На худой конец, еще можно было смириться с тем, что душа народа оказалась в плену ложной истины, что народ-богоносец стал, таким образом, апостолом не Христа, но Антихриста.
Это предположение было, конечно, ужасно. Но оно даже сравниться не могло с другим, неизмеримо более ужасным предположением, состоящим в том, что народу-богоносцу равно наплевать и на Христа и на Антихриста. На то, что есть Истина, а что — Ложь.

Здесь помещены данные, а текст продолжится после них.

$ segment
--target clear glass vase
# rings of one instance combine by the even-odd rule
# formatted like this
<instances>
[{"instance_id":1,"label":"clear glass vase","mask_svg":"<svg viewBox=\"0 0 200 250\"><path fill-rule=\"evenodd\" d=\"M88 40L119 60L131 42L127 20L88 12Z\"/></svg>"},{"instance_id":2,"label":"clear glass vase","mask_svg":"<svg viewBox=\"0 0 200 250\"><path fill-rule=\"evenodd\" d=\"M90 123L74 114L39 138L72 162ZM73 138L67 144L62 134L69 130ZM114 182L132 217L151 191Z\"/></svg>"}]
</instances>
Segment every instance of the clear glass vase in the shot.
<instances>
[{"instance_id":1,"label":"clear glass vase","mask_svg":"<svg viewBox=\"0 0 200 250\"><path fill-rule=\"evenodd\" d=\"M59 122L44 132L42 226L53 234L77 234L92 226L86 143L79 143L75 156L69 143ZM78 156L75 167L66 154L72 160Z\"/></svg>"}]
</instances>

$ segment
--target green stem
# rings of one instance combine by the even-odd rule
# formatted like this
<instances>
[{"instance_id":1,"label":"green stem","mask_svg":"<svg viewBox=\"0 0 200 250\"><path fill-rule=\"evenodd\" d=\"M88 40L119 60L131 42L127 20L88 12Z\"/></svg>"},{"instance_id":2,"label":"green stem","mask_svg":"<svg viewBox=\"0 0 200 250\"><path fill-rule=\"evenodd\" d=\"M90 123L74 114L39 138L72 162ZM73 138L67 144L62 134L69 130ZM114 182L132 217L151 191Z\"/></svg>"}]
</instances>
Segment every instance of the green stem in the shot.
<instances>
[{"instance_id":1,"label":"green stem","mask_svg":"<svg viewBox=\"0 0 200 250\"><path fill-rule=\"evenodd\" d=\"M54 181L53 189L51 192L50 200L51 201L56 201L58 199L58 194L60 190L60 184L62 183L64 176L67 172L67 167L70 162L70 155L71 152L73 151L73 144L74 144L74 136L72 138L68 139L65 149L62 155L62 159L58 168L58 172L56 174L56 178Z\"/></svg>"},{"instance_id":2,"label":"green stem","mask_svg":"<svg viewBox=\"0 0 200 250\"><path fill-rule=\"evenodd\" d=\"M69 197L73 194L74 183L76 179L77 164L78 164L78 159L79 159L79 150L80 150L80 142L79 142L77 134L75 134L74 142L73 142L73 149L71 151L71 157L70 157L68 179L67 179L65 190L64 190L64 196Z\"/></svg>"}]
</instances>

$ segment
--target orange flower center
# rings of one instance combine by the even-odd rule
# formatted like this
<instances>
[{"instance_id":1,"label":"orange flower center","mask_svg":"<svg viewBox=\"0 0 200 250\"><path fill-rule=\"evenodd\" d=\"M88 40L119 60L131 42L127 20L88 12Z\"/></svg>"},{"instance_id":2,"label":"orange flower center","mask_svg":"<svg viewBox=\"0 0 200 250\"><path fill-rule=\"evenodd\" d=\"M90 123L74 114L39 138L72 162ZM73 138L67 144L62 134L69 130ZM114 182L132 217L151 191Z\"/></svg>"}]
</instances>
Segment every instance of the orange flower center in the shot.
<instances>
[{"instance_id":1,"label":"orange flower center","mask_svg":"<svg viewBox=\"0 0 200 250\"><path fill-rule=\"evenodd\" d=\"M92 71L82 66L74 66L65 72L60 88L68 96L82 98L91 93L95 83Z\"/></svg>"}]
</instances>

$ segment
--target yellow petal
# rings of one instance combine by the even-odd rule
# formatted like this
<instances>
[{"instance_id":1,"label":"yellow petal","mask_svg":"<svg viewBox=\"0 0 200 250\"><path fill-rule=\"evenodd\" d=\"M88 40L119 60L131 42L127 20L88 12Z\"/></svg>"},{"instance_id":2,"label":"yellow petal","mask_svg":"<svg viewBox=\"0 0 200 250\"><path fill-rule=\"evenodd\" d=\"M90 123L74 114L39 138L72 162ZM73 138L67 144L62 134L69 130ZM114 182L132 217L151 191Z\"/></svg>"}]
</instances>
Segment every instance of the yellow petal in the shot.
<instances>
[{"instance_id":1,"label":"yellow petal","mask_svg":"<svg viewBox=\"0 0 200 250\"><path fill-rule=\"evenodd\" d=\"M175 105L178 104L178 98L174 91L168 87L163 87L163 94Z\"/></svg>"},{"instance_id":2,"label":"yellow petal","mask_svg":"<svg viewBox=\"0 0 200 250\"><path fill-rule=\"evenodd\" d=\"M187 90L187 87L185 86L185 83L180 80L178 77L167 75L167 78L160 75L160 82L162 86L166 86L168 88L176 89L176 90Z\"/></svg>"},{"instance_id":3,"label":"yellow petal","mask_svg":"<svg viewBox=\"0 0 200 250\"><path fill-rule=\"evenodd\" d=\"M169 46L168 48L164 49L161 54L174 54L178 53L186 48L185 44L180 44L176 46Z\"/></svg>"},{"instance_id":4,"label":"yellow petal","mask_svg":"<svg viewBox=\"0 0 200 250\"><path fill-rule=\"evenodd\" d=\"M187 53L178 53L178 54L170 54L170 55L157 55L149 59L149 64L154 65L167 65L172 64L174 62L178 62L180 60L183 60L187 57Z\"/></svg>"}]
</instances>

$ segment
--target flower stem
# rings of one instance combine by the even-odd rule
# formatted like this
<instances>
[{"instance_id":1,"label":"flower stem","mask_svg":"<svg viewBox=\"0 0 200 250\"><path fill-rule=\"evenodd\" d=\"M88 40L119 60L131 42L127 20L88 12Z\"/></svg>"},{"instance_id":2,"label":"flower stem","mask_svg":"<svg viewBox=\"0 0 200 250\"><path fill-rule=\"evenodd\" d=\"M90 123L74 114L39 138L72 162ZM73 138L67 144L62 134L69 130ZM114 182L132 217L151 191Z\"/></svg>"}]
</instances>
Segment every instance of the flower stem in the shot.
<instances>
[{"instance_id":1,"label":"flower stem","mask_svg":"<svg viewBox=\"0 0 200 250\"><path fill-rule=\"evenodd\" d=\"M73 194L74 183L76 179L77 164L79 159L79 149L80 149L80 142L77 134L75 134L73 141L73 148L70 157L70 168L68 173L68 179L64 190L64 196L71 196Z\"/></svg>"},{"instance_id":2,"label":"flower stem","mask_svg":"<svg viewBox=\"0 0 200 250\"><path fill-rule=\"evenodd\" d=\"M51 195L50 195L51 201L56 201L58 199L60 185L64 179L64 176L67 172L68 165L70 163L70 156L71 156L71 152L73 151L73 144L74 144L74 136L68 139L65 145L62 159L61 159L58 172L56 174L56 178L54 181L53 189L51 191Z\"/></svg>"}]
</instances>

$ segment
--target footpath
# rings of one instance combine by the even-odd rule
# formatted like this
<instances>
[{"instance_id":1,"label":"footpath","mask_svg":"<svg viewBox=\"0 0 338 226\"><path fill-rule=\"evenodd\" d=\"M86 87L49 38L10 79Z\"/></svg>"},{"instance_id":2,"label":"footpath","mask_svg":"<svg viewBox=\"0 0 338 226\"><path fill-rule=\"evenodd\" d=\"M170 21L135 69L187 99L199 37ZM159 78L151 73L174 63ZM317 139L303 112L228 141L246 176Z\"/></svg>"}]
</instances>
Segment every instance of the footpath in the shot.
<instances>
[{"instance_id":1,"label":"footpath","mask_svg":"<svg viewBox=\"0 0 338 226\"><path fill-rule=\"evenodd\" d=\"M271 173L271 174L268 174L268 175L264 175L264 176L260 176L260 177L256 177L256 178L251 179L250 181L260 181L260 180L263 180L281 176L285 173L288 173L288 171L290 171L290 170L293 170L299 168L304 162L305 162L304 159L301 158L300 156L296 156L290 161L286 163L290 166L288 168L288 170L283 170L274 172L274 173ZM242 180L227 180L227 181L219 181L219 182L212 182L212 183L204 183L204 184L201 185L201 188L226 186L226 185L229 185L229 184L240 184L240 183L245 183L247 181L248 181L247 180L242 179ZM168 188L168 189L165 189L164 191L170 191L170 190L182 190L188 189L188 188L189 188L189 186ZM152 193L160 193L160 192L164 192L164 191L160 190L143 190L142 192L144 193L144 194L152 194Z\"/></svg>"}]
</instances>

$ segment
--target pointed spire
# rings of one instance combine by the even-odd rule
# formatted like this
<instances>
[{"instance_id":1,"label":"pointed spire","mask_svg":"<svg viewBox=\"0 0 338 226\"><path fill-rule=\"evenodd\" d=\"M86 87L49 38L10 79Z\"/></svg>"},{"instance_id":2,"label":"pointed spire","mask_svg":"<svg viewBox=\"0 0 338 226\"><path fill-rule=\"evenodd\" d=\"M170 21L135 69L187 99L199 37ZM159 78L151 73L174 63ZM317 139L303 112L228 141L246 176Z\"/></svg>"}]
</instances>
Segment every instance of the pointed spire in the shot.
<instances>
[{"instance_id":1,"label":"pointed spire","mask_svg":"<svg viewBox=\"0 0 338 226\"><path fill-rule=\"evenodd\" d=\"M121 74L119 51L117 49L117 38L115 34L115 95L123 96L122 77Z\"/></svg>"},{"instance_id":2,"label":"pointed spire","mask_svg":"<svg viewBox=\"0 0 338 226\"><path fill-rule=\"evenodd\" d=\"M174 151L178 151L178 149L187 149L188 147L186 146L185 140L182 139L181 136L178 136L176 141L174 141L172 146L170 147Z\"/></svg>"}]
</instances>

Предположить, что народу все это вообще, как говорится, до лампочки, ни один уважающий себя русский интеллигент не смел. Ведь это означало бы, что русский народ перестал быть великим народом и превратился (вот ужас-то!) в «этнографический материал»!
Михаил Зощенко был единственным русским писателем, решившимся исходить именно из этого простого предположения.
Этнически и социально герой Зощенко ни от героев «Двенадцати» Блока, ни, скажем, от бабелевского Акинфиева не отличается. Даже уникальным, неповторимым языком своим он им предельно близок.
Но мировосприятием своим он отличается от них кардинально.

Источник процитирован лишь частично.